Re: BUG #15689: Stemming of negation/not operator

From: Tom Lane <tgl(at)sss(dot)pgh(dot)pa(dot)us>
To: ivanviragine(at)gmail(dot)com
Cc: pgsql-bugs(at)lists(dot)postgresql(dot)org
Subject: Re: BUG #15689: Stemming of negation/not operator
Date: 2019-03-12 22:34:02
Message-ID: 16223.1552430042@sss.pgh.pa.us
Views: Raw Message | Whole Thread | Download mbox | Resend email
Thread:
Lists: pgsql-bugs

PG Bug reporting form <noreply(at)postgresql(dot)org> writes:
> When using to_tsquery function it is stemming negation/not parts of the
> query, where it probably shouldn't.
> Some examples:

> SELECT to_tsquery('english', 'car & !cars');
> to_tsquery
> ----------------
> 'car' & !'car'

I'm not exactly convinced by this argument, because it seems like
you're only thinking about a corner case. There are probably at
least as many examples where you *do* want stemming on a negated term.
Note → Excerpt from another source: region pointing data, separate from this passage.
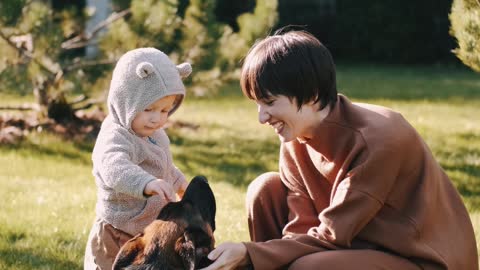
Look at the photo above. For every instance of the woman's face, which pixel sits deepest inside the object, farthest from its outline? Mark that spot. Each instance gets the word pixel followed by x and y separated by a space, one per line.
pixel 289 123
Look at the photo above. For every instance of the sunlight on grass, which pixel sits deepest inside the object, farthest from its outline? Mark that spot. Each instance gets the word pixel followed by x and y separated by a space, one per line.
pixel 49 194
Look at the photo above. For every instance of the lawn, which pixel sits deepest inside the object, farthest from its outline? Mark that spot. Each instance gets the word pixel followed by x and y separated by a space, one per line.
pixel 48 192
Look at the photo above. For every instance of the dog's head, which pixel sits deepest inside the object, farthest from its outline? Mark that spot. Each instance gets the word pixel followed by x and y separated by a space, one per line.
pixel 180 238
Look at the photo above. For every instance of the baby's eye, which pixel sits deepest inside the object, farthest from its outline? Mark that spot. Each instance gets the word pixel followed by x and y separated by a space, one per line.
pixel 269 102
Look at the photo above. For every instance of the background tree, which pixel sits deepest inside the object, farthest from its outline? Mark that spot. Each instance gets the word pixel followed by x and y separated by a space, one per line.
pixel 41 45
pixel 465 20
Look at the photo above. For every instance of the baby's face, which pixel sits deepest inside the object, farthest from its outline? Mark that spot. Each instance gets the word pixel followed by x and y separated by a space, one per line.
pixel 153 117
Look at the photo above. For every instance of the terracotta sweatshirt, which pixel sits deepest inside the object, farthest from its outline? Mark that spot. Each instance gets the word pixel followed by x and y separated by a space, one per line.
pixel 367 180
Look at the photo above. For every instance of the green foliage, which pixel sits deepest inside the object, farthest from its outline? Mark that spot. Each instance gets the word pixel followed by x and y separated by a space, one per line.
pixel 465 20
pixel 10 11
pixel 185 30
pixel 48 190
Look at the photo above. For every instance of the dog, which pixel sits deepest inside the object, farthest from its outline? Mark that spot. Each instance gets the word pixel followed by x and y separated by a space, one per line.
pixel 180 238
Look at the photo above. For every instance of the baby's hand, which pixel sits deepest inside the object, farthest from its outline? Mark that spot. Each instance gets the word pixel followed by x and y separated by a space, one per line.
pixel 161 187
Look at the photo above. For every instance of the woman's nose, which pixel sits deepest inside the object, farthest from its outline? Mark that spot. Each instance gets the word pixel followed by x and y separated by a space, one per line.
pixel 263 115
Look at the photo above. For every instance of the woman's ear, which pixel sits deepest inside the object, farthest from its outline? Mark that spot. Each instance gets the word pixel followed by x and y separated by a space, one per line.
pixel 129 251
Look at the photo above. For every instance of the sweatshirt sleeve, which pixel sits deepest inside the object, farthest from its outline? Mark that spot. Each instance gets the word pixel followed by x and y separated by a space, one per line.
pixel 355 201
pixel 113 158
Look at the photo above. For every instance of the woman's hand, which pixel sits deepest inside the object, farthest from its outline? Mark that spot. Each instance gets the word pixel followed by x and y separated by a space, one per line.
pixel 228 256
pixel 160 187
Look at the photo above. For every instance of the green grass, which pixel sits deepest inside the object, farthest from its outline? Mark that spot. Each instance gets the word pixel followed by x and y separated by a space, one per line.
pixel 48 193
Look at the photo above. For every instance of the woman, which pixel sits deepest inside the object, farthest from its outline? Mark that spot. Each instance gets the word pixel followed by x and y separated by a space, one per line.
pixel 357 187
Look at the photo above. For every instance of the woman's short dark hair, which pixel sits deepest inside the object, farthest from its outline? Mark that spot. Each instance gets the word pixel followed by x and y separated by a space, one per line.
pixel 294 64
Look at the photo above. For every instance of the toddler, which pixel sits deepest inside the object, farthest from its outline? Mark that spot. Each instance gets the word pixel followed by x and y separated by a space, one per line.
pixel 132 163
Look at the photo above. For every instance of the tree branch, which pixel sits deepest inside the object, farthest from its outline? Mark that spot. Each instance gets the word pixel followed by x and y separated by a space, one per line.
pixel 84 39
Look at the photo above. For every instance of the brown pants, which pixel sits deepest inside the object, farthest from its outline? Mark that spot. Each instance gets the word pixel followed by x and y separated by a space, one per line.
pixel 103 244
pixel 268 214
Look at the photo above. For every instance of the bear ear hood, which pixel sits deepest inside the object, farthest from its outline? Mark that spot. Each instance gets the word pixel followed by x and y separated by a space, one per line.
pixel 141 77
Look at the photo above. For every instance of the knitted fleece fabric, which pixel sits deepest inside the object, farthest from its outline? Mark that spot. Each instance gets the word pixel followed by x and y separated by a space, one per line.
pixel 123 163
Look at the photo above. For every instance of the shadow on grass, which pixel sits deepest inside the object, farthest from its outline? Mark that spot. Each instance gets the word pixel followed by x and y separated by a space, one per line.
pixel 30 259
pixel 233 160
pixel 14 254
pixel 79 151
pixel 406 83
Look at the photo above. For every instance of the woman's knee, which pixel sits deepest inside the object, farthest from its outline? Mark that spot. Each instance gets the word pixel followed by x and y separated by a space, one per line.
pixel 353 259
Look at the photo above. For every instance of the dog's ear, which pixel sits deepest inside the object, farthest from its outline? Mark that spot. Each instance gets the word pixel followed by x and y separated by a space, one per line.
pixel 201 195
pixel 129 251
pixel 185 247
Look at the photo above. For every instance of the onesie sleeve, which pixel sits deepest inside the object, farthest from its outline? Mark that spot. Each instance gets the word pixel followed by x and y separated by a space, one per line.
pixel 113 158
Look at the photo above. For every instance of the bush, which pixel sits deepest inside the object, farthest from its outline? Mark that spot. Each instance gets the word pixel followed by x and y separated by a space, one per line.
pixel 465 19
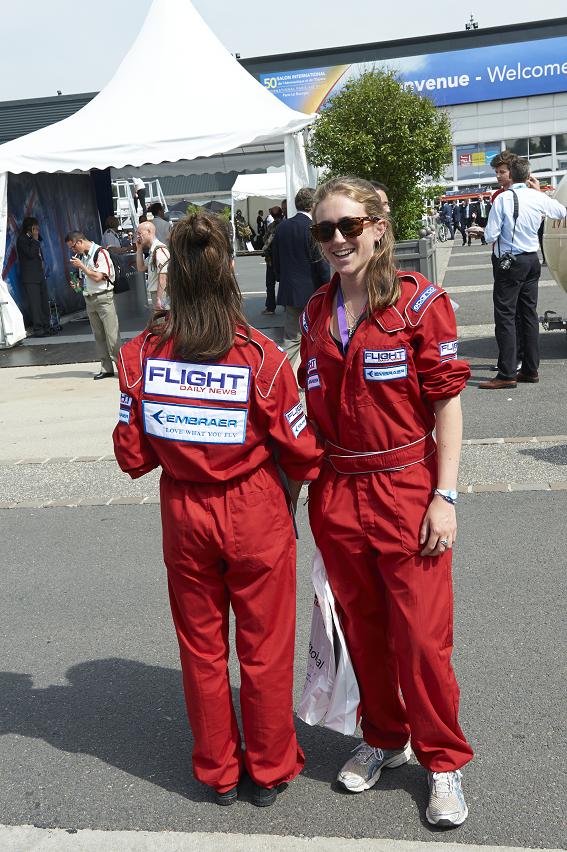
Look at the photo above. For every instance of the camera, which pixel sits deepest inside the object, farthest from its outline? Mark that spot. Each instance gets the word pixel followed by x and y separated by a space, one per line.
pixel 505 261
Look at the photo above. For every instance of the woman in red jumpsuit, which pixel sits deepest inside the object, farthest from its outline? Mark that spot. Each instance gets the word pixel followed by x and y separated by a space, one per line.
pixel 379 369
pixel 214 402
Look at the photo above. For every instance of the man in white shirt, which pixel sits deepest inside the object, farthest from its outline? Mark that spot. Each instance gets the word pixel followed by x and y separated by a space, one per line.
pixel 156 265
pixel 97 273
pixel 160 224
pixel 516 269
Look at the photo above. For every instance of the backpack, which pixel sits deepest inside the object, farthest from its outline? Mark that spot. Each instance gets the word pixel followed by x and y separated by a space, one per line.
pixel 120 279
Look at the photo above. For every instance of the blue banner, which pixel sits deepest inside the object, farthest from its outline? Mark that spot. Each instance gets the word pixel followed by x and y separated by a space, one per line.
pixel 60 203
pixel 454 77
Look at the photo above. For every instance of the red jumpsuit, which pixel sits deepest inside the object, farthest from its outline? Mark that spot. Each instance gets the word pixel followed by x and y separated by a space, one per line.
pixel 374 408
pixel 227 537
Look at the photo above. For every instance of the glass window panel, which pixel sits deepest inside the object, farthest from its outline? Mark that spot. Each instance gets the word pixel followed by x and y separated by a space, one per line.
pixel 539 145
pixel 473 161
pixel 561 142
pixel 541 163
pixel 517 146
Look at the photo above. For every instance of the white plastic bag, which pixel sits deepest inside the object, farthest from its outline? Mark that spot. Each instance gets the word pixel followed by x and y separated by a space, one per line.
pixel 330 694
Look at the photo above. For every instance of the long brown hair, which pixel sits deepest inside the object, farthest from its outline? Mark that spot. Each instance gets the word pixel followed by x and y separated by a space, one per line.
pixel 206 303
pixel 381 276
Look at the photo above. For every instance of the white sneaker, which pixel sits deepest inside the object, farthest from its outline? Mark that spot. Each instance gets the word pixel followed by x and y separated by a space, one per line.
pixel 363 769
pixel 447 807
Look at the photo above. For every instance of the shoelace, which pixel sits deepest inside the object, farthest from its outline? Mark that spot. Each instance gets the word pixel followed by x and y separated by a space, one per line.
pixel 364 752
pixel 444 783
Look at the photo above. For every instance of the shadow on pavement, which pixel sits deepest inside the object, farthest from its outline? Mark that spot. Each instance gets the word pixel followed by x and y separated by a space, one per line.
pixel 70 374
pixel 125 713
pixel 552 455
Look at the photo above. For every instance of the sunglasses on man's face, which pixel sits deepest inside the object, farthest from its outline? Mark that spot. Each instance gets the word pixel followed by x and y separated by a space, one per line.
pixel 349 226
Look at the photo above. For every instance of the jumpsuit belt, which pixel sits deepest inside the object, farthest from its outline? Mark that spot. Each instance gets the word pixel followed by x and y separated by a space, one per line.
pixel 354 462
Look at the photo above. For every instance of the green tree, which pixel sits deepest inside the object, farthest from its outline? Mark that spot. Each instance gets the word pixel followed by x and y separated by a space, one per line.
pixel 377 129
Another issue is that even if we changed the tsquery input function
to not stem particular words, I doubt that it would do anything useful,
because what it will be comparing to is tsvector entries that have
certainly been stemmed. That is, even if the original document said
"cars", what's going to be in the tsvector is just "car", so that
forbidding a match to "cars" isn't going to do anything. (Maybe
what this says is that there should be a less-lossy recheck against
the original document after the tsvector match, but that'd have to
be done by an additional, explicit operator I think. Or possibly
the recheck just requires tsquery match with a different stemming
configuration.)

A related problem that's bothered me for some time is that lexemes
get stemmed even if there is a "*" (prefix match) marker on them,
causing them to possibly match much more than the user expected.
But again, it's not real obvious how to make that better given the
match-to-tsvector context --- not stemming could easily remove
desired matches to stemmed tsvector entries.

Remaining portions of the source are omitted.